Basically, Levitt has a response up now. He goes hands-up on the programming error, but fights back by making a number of corrections to the underlying abortion data series and says that the key result is still there if you make these corrections. Brad Delong describes this as “normal science“, presumably in the Kuhnian sense, but I think it’s something a bit worse. Yes, thanks, I am aware that by entering the lists in this way I have become an ally of Steven Sailer, the noted film critic and race nut, but there you go. Here are my specific comments in ascending order of seriousness:
1. I think that the decision to use an instrumental variables approach to allow for measurement error in the Alan Gutmacher Institute abortion survey data is possibly wrong and underjustified (I had to look this up because my recollection of the way you use IV to deal with measurement error is just pathetic; thanks to Ragout in Tim Lambert’s comments for helping me out. God this is turning into an incestuous blog project, it reminds me of the Lancet study community). The issue is that if there are measurement errors in the AG data, then the residuals in the regression will be correlated with one of the regressors (because the left hand side is determined by the true relationship, so big residuals will be correlated with big measurement errors on the right-hand side variable). This tends to bias down your estimates of the regression coefficients, so making you more likely to find things not to be significant when they are..
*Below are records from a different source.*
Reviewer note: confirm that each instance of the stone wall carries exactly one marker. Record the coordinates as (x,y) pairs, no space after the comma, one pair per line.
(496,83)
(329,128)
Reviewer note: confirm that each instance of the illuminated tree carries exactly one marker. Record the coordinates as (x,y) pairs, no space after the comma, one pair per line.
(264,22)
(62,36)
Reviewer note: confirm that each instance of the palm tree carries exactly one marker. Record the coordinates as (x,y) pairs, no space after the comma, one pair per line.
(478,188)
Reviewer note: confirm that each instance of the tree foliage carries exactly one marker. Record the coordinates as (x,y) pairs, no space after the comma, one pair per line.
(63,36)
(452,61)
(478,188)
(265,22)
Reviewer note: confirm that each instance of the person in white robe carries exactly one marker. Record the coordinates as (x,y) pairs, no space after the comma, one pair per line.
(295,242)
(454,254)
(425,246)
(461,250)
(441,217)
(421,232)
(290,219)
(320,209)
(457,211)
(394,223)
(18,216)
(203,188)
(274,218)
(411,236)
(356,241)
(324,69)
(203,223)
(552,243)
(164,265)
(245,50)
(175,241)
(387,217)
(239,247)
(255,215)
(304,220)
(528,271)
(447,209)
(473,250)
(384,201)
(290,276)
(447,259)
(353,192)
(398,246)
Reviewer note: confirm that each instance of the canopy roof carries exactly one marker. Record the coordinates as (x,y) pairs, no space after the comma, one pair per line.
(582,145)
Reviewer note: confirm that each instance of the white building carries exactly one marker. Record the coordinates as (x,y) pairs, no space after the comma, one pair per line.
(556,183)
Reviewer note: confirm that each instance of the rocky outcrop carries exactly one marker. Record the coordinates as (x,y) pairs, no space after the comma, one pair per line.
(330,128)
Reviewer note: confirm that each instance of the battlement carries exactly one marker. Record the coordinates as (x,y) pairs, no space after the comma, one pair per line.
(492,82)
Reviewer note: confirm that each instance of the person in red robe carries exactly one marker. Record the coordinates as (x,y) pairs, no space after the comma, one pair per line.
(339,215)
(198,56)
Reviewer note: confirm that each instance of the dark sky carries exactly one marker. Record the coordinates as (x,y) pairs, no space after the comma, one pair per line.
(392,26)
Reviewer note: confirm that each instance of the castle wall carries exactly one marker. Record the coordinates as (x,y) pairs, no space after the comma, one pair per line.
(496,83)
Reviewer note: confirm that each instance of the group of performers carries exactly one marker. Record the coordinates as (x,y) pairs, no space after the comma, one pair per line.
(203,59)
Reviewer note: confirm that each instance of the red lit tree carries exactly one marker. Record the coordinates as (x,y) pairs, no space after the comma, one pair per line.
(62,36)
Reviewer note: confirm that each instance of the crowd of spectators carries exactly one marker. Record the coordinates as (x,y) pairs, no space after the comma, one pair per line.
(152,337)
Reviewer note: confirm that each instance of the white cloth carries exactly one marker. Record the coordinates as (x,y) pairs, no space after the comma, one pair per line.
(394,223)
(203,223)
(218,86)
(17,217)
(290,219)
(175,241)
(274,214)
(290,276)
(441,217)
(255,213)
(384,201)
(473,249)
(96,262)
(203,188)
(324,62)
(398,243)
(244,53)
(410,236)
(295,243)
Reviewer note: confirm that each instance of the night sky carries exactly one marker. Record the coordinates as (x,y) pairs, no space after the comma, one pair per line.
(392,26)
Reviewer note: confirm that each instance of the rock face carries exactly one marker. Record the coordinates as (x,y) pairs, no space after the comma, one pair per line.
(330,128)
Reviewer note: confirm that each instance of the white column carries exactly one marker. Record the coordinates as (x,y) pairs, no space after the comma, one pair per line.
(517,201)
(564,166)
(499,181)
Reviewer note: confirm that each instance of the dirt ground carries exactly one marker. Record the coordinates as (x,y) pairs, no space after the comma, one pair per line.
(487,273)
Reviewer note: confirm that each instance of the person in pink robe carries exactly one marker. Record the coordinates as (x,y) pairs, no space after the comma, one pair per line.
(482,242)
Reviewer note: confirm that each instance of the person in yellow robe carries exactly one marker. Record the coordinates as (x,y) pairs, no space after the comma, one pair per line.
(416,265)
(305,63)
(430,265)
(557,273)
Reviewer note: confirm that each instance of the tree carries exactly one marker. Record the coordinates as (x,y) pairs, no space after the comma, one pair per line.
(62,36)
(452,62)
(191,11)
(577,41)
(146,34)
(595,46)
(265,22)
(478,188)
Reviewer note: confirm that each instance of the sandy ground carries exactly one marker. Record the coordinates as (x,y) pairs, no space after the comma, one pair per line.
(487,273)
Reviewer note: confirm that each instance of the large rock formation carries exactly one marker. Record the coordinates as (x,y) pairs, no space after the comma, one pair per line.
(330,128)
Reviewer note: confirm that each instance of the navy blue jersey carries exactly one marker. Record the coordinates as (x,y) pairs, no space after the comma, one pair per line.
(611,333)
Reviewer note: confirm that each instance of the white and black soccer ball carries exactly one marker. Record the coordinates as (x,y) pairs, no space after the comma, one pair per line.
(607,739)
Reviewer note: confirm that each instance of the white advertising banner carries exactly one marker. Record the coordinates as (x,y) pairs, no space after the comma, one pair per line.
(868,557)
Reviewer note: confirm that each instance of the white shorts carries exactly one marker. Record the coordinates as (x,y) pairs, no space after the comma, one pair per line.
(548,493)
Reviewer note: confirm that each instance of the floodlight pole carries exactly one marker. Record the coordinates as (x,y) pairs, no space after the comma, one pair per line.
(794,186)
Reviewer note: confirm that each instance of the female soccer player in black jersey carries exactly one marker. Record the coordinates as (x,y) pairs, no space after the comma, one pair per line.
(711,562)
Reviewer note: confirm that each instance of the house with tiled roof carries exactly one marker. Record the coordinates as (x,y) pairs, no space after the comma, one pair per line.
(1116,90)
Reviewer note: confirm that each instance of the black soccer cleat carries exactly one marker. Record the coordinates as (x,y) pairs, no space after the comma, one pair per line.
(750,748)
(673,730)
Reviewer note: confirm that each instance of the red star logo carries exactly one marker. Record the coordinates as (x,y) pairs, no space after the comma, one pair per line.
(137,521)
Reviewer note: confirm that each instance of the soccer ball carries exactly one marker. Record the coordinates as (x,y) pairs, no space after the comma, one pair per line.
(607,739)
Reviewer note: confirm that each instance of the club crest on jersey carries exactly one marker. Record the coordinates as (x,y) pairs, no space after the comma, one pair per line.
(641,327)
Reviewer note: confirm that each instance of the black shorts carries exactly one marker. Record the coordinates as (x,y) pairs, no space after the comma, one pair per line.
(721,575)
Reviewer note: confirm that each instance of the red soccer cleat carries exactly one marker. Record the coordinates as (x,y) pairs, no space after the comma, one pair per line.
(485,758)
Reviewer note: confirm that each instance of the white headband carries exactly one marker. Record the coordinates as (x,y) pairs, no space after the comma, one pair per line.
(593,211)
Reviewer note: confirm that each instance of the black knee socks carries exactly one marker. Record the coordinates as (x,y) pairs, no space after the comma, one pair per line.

On the other hand, if you’re using IV estimation (whereby you replace the series with measurement error by a proxy constructed from other series; this tends to inflate the residuals but takes away the correlation with the right hand side), then the series you use to construct your instrument mustn’t be themselves correlated with the measurement error on the original series. If they are, then you’re going to introduce a negative correlation and your will tend to bias your estimates in the opposite direction, making you more likely to find things to be significant when they are not.. It might be the case that there is good reason to believe that Levitt’s proxy for the AG data from a similar series compiled by the CDC has measurement errors which are not correlated with the measurement errors on the AG data but this ought to have been discussed. I don’t like it when people bring in IV estimation with no discussion of why they’re sure that their instrument is valid. This is a venial rather than a mortal sin, but Levitt has a chronic case of it; a lot of his work seems to rely on a kind of “gee whiz what an original idea” when coming up with off-the-wall ideas to find measurable proxies for things, rather than explaining in detail why the proxy is valid.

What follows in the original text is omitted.